Plan B: Victory in reproductive rights struggle
By
Kathy Durkin
Published Sep 5, 2006 11:11 PM
Women won round one in the battle for Plan B, an
emergency method of contraception, on Aug. 24 when the Federal Drug
Administration decided to allow nonprescription sales to adults.
This is a
step forward for women’s rights and health care. It will allow millions of
women easier access to the “morning-after pill,” helping to prevent
unintended pregnancies and making many abortions unnecessary.
This took
years of struggle to win. Activists mobilized demonstrations; petition, phone
and email campaigns; lawsuits—all types of public pressure. Pro-choice
organizations and women’s-rights activists, health-care, legal and
community advocates fought hard against the right wing inside and out of the
Bush administration to gain the right to the non-prescription emergency
contraceptive.
But it is far from a complete victory. There’s an
enormous gap in the FDA’s decision. Non-prescription Plan B will be denied
to millions of women under the age of 18 who are among those who need it the
most. Women of color, impoverished and rural youth will be disproportionately
affected.
Young women critically need access without obstacles to all
methods that prevent unplanned pregnancies, including Plan B, a vital form of
birth control. Because the emergency contraceptive is most effective when taken
within a 72-hour period, immediate availability is crucial. Young women’s
access will be greatly hindered if they have to wait for a doctor’s
appointment, or if they lack health insurance or funds to see a doctor, or if
doctors refuse to write the prescription.

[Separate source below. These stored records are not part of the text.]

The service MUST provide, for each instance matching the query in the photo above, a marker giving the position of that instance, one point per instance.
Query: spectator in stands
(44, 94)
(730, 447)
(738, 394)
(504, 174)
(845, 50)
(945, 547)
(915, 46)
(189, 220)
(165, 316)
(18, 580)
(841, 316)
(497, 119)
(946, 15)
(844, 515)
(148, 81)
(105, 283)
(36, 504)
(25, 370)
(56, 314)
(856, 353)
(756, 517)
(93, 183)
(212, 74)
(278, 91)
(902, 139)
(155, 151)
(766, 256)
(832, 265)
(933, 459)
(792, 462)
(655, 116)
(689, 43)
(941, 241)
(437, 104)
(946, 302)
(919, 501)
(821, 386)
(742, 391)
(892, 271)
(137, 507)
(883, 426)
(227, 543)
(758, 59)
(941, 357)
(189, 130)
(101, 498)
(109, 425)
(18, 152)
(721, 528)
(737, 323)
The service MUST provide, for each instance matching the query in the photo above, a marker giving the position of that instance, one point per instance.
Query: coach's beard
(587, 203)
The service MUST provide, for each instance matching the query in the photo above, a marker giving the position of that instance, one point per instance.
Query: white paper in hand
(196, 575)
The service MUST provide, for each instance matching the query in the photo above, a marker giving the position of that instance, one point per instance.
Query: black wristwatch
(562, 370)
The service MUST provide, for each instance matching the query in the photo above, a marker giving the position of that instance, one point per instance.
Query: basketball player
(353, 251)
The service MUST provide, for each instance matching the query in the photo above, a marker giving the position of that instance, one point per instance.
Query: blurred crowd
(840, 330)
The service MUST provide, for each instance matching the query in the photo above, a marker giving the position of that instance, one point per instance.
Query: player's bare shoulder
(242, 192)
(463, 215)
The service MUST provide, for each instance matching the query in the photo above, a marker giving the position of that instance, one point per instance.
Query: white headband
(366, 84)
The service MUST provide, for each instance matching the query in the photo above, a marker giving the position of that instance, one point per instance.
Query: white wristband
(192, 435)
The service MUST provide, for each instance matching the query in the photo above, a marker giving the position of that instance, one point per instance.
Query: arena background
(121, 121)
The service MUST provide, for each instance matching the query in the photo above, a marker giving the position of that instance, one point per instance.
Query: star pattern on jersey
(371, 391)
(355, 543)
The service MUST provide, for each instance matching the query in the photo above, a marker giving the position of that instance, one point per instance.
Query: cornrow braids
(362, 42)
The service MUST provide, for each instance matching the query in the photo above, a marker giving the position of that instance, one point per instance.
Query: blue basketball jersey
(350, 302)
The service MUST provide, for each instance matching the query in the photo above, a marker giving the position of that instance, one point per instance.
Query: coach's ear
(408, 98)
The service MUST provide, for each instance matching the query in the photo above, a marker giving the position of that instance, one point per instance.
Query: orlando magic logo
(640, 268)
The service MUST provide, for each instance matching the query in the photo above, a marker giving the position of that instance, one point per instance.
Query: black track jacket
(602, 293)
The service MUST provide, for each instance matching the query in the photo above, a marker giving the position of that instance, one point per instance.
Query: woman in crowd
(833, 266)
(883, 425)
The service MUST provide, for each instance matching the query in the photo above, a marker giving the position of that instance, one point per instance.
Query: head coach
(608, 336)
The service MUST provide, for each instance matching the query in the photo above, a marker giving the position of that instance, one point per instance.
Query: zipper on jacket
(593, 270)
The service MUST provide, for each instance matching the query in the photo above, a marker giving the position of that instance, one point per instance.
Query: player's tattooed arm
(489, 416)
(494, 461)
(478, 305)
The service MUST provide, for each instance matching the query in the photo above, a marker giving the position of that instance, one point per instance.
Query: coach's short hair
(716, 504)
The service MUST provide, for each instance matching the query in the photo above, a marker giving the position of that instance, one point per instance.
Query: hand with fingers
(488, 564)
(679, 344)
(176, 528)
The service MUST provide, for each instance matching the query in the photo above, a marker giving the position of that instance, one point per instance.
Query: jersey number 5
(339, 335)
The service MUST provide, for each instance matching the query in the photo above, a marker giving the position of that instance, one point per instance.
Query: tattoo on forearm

Health organizations including
the American Academy of Pediatrics and the American College of Obstetricians and
Gynecologists oppose the age restriction.
The FDA is denying youth
emergency access for many bogus reasons, with no scientific or medical basis.

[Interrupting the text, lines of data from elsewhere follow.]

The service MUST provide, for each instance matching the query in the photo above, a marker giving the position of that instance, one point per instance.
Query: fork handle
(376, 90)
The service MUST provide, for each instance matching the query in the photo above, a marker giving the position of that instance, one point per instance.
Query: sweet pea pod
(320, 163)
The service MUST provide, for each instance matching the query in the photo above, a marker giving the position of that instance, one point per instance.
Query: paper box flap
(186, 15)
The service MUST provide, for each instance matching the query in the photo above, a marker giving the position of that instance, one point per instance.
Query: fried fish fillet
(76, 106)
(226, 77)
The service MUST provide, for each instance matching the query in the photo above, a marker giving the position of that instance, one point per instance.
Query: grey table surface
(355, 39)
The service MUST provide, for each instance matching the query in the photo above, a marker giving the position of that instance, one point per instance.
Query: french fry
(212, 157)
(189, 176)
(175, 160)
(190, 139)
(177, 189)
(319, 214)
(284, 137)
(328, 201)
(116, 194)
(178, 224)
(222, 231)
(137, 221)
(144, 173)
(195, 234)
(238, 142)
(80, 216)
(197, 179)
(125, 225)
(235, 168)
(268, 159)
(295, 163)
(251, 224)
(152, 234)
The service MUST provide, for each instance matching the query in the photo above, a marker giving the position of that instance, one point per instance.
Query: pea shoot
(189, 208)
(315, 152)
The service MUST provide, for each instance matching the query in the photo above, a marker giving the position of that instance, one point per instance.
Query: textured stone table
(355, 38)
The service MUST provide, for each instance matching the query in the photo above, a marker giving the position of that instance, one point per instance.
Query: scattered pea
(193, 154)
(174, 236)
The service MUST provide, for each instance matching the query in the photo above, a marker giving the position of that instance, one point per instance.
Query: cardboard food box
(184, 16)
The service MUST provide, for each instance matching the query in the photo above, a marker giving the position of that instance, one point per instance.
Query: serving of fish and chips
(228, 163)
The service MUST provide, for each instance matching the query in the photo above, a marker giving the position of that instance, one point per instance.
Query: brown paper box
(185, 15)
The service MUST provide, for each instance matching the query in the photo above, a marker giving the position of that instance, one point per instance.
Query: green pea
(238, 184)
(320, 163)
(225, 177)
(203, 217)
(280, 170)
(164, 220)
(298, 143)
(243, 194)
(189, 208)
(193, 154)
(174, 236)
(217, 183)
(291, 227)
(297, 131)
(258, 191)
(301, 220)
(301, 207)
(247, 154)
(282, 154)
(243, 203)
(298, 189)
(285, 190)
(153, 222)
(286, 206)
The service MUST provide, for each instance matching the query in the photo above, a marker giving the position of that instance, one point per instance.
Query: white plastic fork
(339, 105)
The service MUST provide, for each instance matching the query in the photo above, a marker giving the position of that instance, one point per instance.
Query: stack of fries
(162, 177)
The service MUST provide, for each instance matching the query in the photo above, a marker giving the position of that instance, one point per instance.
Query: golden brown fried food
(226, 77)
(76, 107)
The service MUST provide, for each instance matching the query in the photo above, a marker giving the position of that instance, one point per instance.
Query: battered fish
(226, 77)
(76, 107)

Bush appointee and acting FDA Commissioner Andrew C. von Eschenbach decided the
age limit although the scientific advisers did not suggest it.
In fact,
FDA advisory committees recommended in 2003 —eight months after the
manufacturer applied for non- prescription status—that Plan B be made
available to all age groups. Prescription sales had already begun in
1999.
Bush-appointed FDA officials denied that recommendation and kept
delaying wider access to emergency contraception for three years, putting
reactionary forces and ideology ahead of science and the medical needs and basic
rights of millions of women.
The National Women’s Health Network
says, “Top FDA officials privately acknowledged that the age restriction
is a political concession to conservative activists who have been fighting to
keep barriers to contraceptive access in place.” (www.nwhn.org, posted
Aug. 29)
Susan Wood, former FDA assistant commissioner for women’s
health who quit over the agency’s anti-Plan B stance, said, “For
nearly three years politics took precedence over good science and good health
policy decisions, and women’s health suffered.” (USA Today, Aug. 25)

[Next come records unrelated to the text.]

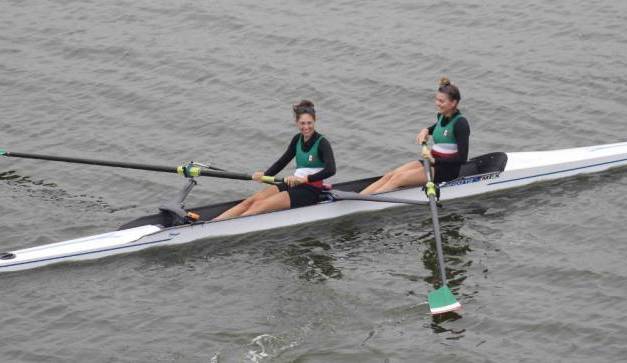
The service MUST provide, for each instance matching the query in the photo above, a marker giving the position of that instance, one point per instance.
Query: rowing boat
(483, 174)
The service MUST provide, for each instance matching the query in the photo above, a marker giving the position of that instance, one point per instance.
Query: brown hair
(449, 89)
(305, 106)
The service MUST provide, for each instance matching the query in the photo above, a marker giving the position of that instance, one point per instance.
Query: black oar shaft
(126, 165)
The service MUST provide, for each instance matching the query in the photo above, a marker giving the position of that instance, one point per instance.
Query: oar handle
(189, 170)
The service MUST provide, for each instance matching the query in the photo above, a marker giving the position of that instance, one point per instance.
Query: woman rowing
(450, 134)
(314, 163)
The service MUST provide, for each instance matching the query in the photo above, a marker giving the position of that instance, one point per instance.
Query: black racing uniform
(447, 169)
(305, 194)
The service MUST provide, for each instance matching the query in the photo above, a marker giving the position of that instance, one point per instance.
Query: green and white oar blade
(442, 301)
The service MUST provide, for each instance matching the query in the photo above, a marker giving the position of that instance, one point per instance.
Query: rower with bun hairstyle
(314, 163)
(450, 133)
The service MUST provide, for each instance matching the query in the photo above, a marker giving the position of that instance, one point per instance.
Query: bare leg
(376, 186)
(406, 178)
(275, 202)
(245, 204)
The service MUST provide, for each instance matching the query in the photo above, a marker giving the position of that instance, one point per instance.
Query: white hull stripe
(303, 172)
(557, 172)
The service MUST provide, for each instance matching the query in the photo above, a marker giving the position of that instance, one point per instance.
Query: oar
(189, 170)
(441, 300)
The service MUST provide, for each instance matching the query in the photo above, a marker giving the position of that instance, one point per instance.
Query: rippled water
(540, 271)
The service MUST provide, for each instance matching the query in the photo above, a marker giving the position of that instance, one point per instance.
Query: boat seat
(483, 164)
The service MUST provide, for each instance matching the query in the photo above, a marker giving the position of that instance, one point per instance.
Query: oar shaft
(434, 217)
(126, 165)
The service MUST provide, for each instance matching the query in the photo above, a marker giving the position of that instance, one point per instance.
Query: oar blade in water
(442, 301)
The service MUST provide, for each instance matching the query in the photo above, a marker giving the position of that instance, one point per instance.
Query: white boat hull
(522, 168)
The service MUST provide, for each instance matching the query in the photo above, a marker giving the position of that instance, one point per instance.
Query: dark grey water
(540, 271)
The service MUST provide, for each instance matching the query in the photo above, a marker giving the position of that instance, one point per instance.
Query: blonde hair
(449, 89)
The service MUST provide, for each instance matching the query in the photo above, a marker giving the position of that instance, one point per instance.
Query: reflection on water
(41, 190)
(312, 258)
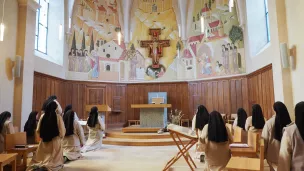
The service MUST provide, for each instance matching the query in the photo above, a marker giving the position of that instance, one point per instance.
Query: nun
(255, 122)
(216, 137)
(51, 129)
(241, 119)
(70, 107)
(74, 137)
(96, 128)
(30, 127)
(291, 154)
(6, 127)
(272, 133)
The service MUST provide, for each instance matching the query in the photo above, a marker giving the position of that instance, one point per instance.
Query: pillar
(23, 88)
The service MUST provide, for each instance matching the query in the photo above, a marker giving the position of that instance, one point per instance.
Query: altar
(152, 115)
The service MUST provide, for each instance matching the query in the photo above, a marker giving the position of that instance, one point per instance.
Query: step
(141, 142)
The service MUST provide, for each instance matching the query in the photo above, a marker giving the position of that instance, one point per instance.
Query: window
(258, 25)
(42, 26)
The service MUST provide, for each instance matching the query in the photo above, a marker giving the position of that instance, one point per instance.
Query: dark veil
(217, 131)
(93, 118)
(49, 126)
(31, 124)
(68, 119)
(242, 116)
(258, 120)
(202, 117)
(3, 117)
(299, 111)
(282, 119)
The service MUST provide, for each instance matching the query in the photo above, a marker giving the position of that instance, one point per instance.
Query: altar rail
(223, 94)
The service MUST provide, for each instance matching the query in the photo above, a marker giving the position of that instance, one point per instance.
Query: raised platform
(117, 137)
(137, 129)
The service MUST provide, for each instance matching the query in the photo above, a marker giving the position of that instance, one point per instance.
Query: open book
(239, 145)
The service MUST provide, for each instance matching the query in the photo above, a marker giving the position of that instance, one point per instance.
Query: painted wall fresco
(220, 49)
(94, 47)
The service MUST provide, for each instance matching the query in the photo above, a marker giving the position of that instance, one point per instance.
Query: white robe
(94, 141)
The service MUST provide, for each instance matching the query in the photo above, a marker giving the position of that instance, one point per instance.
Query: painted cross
(155, 46)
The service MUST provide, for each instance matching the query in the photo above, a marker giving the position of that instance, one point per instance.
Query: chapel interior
(131, 81)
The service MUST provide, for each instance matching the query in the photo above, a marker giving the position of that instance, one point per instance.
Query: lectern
(101, 108)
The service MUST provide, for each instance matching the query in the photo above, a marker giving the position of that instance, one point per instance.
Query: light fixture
(60, 31)
(231, 5)
(202, 24)
(119, 37)
(2, 27)
(179, 31)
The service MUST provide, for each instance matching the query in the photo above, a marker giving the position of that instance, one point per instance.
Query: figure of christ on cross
(155, 46)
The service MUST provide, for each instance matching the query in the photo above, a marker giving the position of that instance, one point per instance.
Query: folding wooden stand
(183, 149)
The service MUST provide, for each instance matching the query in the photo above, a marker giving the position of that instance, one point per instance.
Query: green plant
(235, 34)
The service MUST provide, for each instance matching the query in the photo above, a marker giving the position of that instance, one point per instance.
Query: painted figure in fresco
(235, 58)
(225, 54)
(133, 63)
(94, 61)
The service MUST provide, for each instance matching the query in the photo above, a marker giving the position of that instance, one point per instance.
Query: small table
(6, 159)
(23, 152)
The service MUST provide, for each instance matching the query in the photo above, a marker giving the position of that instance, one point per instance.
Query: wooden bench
(248, 164)
(251, 151)
(11, 140)
(135, 122)
(6, 159)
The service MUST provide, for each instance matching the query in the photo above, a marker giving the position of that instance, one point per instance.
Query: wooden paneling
(225, 95)
(260, 90)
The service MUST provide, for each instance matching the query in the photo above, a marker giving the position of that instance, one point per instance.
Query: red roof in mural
(187, 54)
(214, 24)
(196, 38)
(101, 8)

The reactionary “American Life League” and “Stop
Planned Parenthood International,” among others, have attacked and lied
about emergency contraception for years to prevent its use. They falsely label
it an “abortifacient” (abortion-causing) drug, when in reality it is
a contraceptive. It is composed of birth-control pill ingredients and works
similarly—preventing, not ending, pregnancies. Even now, the right-wing
Family Research Council is scheming to end its use.
There are other
complications in the Plan B scenario. The FDA requires that it be placed behind
pharmacy counters “because it cannot be dispensed without a prescription
or proof of age.” Keeping it off open shelves and requiring identification
to purchase it will create hurdles for many women, subjecting some to harassment
by hostile pharmacy staff or refusals to fill the prescriptions.
This is
already happening. Planned Parenthood warns of five drugstore chains that do not
pledge to fill these prescriptions. CVS drugstores allow staff to refuse to fill
Plan B prescriptions. (Atlanta Journal-Constitution, Aug. 25)
Some state
legislatures are going along with this discriminatory practice and are
considering measures to restrict EC availability.
Of great concern is the
potential for intimidation of sexual-assault survivors of all ages who should be
guaranteed emergency contraception in every hospital emergency room, clinic,
doctor’s office and drugstore.
Price is also an issue. Barr
Pharmaceuticals, Plan B’s manufacturer, may increase the non-prescription
price, which even at its current cost of $25-$40 per dose is a hardship for many
impoverished women. Medicaid doesn’t cover over-the-counter
medications.
All forms of contraception should be readily available to
women of all ages who need it—when it’s needed, at low cost, without
discrimination or obstructionist rules, laws or objections, free from right-wing
coercion or intrusion inside or outside of government.
That is a basic
right.
This gain was won through struggle. But protecting and expanding it
against the insidious right wing, which seeks to set back women’s
reproductive rights by decades—even undermining birth control and truthful
sex education—will take vigilance and mass mobilizing.
Already, New
York City picketers protested the FDA’s age restriction. Lawsuits have
been filed. Determined reproductive-rights organizations and activists are
boldly planning to meet this challenge and continue this struggle until all
women have access to all essential health care.